A reflection on the second-richest person on earth
This is Warren Buffett, nicknamed the "Oracle of Omaha" for his investing prowess. He is currently worth about $44 billion US dollars. He could stay in a 5-star hotel and drink Dom Perignon every day for the rest of his life. He is 75, so that probably won't be more than 2 decades, but still, he is rich.
However, he is giving practically all of it away. He recently committed to giving $37 billion worth of stock in his company, Berkshire Hathaway (BRK.A BRK.B), to the Bill and Melinda Gates Foundation. Most of the other $7 billion, he will give away at his death. He lives in the same house in Omaha he bought in 1958 for $31,500. His annual salary is $100,000 - not even loose change by the standards of corporate America. The license plate on his old Lincoln Town Car was "Thrifty". He has almost always been an unpretentious man. He did buy a couple of corporate jets for his company, perhaps against his better judgment (he later called the plane "the indefensible"), and he does drink 5 cans of cherry coke a day. But, we can allow an old, rich man some minor vices.

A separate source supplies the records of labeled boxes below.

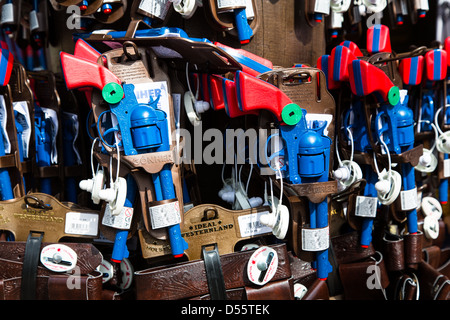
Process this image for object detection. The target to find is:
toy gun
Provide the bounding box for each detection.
[60,52,187,257]
[34,104,53,194]
[230,71,331,280]
[350,60,417,239]
[0,119,14,201]
[62,112,78,203]
[111,174,137,263]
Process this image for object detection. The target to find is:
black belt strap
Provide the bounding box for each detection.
[202,244,227,300]
[20,231,44,300]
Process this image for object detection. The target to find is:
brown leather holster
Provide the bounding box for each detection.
[0,241,107,300]
[331,232,389,300]
[135,244,294,300]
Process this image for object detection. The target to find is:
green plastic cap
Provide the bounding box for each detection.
[102,82,123,104]
[388,86,400,106]
[281,103,303,126]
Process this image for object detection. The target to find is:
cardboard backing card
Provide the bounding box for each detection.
[139,204,271,260]
[92,42,183,242]
[0,193,99,242]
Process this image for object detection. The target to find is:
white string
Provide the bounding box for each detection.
[419,120,438,152]
[109,142,120,188]
[434,104,450,134]
[186,62,200,99]
[91,137,99,177]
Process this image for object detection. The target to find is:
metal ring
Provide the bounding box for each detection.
[122,41,141,61]
[24,195,53,210]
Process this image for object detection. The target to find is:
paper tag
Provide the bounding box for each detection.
[245,0,255,20]
[302,226,330,251]
[217,0,247,10]
[63,112,81,164]
[314,0,330,14]
[1,3,14,24]
[13,101,31,158]
[139,0,172,20]
[247,246,278,286]
[355,196,378,218]
[134,81,173,145]
[148,201,181,229]
[64,212,98,236]
[30,10,39,31]
[102,204,134,230]
[238,211,272,238]
[41,244,77,272]
[305,113,333,136]
[183,202,194,213]
[443,159,450,178]
[41,107,59,164]
[0,95,11,154]
[400,188,418,211]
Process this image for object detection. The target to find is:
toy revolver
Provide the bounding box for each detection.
[213,71,331,280]
[349,60,417,239]
[60,52,187,257]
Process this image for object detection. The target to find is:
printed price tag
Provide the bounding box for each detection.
[238,211,272,238]
[302,226,330,251]
[217,0,247,10]
[139,0,172,20]
[1,3,14,23]
[64,212,99,236]
[40,244,78,272]
[355,196,378,218]
[134,81,173,144]
[102,204,134,230]
[148,201,181,229]
[30,10,39,31]
[0,95,11,154]
[443,159,450,178]
[247,246,278,286]
[400,188,418,211]
[13,101,31,158]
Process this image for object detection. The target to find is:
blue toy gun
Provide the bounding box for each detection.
[0,120,14,200]
[62,112,78,203]
[349,60,417,240]
[111,174,137,263]
[34,104,52,194]
[60,52,188,257]
[422,49,449,204]
[268,107,332,280]
[228,67,332,280]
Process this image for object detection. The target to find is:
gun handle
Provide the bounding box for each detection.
[60,52,122,90]
[0,49,14,86]
[73,39,101,63]
[339,40,364,57]
[208,74,225,111]
[398,56,423,86]
[328,46,357,82]
[425,49,448,81]
[222,78,258,118]
[236,71,292,121]
[349,60,400,106]
[317,54,341,90]
[367,24,392,54]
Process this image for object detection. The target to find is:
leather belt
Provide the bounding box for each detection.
[0,241,110,300]
[202,244,227,300]
[20,231,44,300]
[135,244,293,300]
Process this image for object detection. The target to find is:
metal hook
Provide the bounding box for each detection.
[24,195,53,210]
[122,41,141,61]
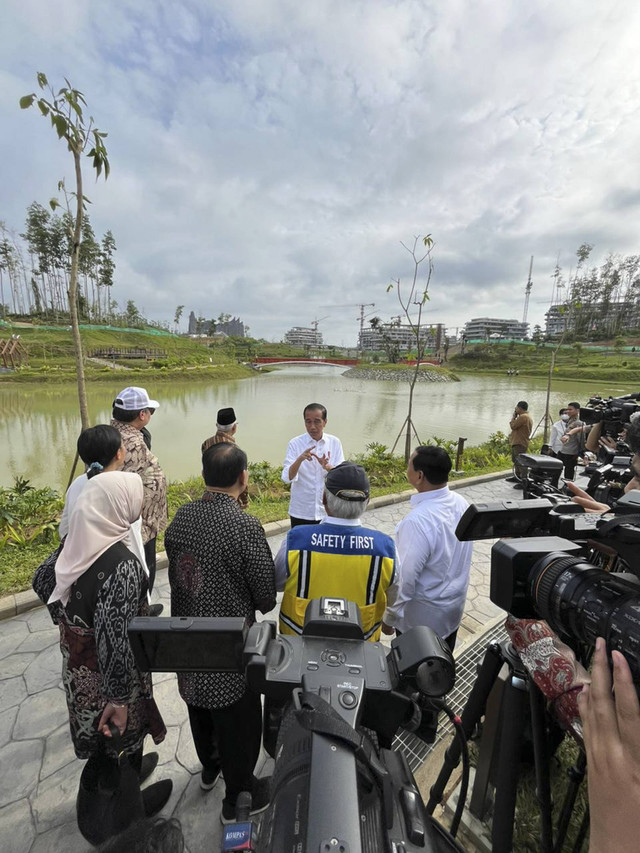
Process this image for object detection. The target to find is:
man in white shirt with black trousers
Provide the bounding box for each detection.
[282,403,344,527]
[382,446,473,651]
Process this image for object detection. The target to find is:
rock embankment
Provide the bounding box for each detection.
[342,367,460,382]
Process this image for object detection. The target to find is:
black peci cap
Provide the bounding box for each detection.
[216,408,236,426]
[324,462,369,501]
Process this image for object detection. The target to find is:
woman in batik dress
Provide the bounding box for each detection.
[33,471,166,772]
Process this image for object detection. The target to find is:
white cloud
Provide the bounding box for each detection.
[0,0,640,341]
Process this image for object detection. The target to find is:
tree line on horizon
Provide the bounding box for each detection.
[551,243,640,339]
[0,201,119,324]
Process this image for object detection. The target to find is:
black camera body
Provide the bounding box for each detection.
[517,453,564,500]
[129,598,461,853]
[584,442,633,506]
[580,393,640,438]
[456,500,640,687]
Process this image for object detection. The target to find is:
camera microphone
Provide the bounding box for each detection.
[222,791,256,853]
[236,791,251,823]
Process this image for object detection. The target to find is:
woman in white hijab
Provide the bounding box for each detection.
[33,471,171,811]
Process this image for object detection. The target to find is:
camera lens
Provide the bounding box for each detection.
[529,552,640,683]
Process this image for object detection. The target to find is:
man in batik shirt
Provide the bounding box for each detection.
[164,442,276,823]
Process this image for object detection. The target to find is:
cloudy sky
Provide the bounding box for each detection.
[0,0,640,345]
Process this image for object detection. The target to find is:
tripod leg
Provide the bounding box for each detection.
[529,681,553,853]
[427,643,503,814]
[554,749,588,851]
[491,674,527,853]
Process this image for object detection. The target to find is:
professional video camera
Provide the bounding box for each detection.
[129,598,462,853]
[580,393,640,438]
[427,491,640,853]
[517,453,566,500]
[584,441,634,507]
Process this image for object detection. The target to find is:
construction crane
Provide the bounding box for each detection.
[311,314,329,332]
[320,302,376,357]
[522,255,533,323]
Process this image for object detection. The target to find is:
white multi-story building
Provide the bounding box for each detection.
[284,326,322,347]
[464,317,529,341]
[359,323,444,352]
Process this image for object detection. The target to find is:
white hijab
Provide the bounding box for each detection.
[47,471,146,604]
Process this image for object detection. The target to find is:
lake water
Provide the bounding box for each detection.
[0,366,629,489]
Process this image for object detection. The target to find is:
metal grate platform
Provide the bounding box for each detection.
[393,621,508,773]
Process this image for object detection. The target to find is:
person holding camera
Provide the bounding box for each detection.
[507,400,533,482]
[578,637,640,853]
[560,402,585,480]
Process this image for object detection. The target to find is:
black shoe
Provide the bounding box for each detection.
[140,752,158,785]
[200,768,220,791]
[220,776,271,824]
[142,779,173,817]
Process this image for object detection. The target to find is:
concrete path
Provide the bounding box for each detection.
[0,478,519,853]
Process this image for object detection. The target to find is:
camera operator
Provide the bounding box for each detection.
[560,402,584,480]
[578,636,640,853]
[549,409,569,456]
[567,418,640,512]
[507,400,533,482]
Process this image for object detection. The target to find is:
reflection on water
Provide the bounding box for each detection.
[0,366,629,489]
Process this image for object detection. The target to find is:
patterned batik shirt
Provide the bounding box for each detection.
[111,419,167,542]
[164,492,276,708]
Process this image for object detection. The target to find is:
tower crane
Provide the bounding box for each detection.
[522,255,533,323]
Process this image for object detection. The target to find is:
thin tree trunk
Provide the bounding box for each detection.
[69,151,89,430]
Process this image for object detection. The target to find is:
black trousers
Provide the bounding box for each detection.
[144,536,157,592]
[560,453,578,480]
[187,690,262,806]
[289,515,320,527]
[396,628,459,652]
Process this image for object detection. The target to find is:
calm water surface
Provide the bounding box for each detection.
[0,367,629,489]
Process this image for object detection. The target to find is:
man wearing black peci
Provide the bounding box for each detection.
[165,442,276,823]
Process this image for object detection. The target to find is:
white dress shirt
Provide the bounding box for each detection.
[549,420,567,453]
[385,486,473,639]
[282,432,344,521]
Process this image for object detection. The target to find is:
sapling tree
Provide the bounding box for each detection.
[20,72,109,429]
[387,234,435,462]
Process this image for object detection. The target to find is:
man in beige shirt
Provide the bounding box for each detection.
[507,400,533,480]
[111,386,167,604]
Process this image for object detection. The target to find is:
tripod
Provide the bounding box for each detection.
[427,641,587,853]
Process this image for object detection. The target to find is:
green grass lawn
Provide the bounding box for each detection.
[447,342,640,382]
[0,433,516,595]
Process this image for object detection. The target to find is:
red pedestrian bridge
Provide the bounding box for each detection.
[252,356,360,370]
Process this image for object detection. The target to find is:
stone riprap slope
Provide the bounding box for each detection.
[342,367,460,382]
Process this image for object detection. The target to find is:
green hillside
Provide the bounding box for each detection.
[0,324,249,382]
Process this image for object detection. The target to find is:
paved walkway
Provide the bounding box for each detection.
[0,478,519,853]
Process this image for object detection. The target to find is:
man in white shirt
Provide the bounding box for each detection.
[549,409,569,456]
[382,446,472,651]
[282,403,344,527]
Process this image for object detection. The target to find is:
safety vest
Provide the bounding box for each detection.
[280,522,395,640]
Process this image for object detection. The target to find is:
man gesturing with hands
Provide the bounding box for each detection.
[282,403,344,527]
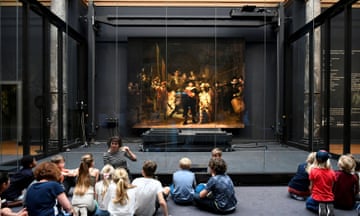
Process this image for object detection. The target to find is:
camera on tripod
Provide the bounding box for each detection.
[76,100,87,111]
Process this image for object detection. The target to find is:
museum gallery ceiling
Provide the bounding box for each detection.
[0,0,360,7]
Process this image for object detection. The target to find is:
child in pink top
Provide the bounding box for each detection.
[306,150,336,216]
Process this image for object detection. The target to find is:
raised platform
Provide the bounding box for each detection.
[141,128,233,152]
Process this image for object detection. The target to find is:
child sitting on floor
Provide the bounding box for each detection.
[164,157,196,204]
[1,155,36,207]
[333,155,359,210]
[288,152,316,201]
[306,150,336,216]
[194,158,237,214]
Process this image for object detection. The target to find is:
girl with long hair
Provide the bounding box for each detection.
[72,154,96,216]
[95,164,114,216]
[107,168,136,216]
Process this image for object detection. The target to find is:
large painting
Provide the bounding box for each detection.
[128,38,246,128]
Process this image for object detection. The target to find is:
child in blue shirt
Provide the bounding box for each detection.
[164,157,196,205]
[194,158,237,214]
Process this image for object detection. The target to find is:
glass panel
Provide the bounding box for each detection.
[329,13,344,154]
[0,3,23,165]
[27,11,44,155]
[350,6,360,154]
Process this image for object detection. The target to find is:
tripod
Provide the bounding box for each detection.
[80,101,89,147]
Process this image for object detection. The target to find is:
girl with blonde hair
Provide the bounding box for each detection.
[72,154,96,216]
[105,168,136,216]
[333,155,359,210]
[288,152,316,201]
[95,164,114,216]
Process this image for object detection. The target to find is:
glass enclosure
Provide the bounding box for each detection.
[0,1,360,172]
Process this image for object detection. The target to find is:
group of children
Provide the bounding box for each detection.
[288,150,360,216]
[0,144,237,216]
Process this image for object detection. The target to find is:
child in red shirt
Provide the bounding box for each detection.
[306,150,336,216]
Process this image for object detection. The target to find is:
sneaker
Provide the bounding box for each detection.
[290,193,305,201]
[326,203,335,216]
[319,203,327,216]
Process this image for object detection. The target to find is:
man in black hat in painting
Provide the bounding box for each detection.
[183,81,198,125]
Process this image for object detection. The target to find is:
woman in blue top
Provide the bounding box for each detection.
[194,158,237,214]
[25,162,73,216]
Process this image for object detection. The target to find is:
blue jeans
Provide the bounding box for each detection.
[94,208,110,216]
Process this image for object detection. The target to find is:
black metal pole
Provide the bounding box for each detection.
[343,5,352,154]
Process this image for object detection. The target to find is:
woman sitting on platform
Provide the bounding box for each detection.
[104,136,136,179]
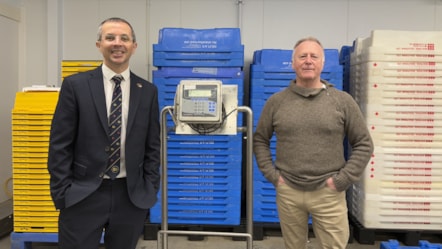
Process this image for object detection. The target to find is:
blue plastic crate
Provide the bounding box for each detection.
[154,28,244,52]
[150,203,241,225]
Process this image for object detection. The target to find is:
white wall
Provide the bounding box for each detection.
[0,3,20,202]
[0,0,442,201]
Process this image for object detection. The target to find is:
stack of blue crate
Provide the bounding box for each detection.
[250,49,343,223]
[150,28,244,225]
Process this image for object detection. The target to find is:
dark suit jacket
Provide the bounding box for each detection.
[48,67,160,209]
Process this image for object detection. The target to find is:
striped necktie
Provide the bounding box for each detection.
[107,74,123,179]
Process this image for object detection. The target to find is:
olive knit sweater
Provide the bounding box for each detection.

Jesus commended an old woman for giving 2 copper coins at temple, which was all she had. How much more he demanded of the rich, asking a rich young man to sell all he had and give to the poor. When you have wealth, it's very hard to give it up. But, indeed, we are called to do so. There are Christians who point to Jesus' comment that "the poor you will always have with you" as an excuse not to do everything they can to alleviate poverty. To put it bluntly, these Christians are blind, perhaps wilfully blind. We may always have the poor with us. This means that we must never stop advocating and acting for meaningful solutions to poverty, and we must give of our wealth to the poor in our own communities and in more needy ones. Whether you are a conservative Evangelical or a progressive Christian, the social implications of the gospel - the injunction to aid the poor and the oppressed in every way possible - cannot be ignored. From the Mishna (Jewish oral law), Rabbi Tarfon says, "It is not up to you to completethe work (of perfecting the world), but neither are you free to refrain from doing it."